Das Bürgerliche Gesetzbuch BGB schützt Mieter vor einer willkürlichen Mieterhöhung. Es kann und darf aber Mietsenkungen nicht berücksichtigen. Dies spielt besonders dann eine Rolle, wenn der Vermieter ihnen eine erneute Mieterhöhung zusendet. So beginnt die Wartezeit zwischen zwei Mieterhöhungen von der ersten an, und wird durch eine zwischenzeitliche Minderung nicht berührt. War die letzte Mieterhöhung im Mai, im Dezember wurde die Miete vom Vermieter gesenkt, nehmen wir an als kleines Weihnachtsgeschenk, so kann er sie dennoch im Mai des nächsten Jahres anheben. Bei der Berechnung der maximalen Erhöhung muss er dann aber vom Mietpreis zum Zeitpunkt der Erhöhung ausgehen.

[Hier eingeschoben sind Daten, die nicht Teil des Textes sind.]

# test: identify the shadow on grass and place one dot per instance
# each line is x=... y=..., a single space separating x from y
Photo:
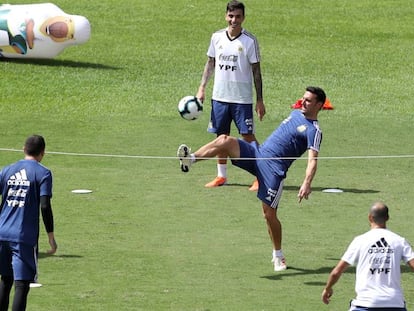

Der Bundesgerichtshof geht noch einen Schritt weiter. Er stellte fest, dass bei der Berechnung der Wartefrist auch jene Mieterhöhungen zu berücksichtigen sind, die wegen gestiegener Kapitalkosten stattfanden,obwohl im weiteren Verlauf die Mietpreisbindung weggefallen war.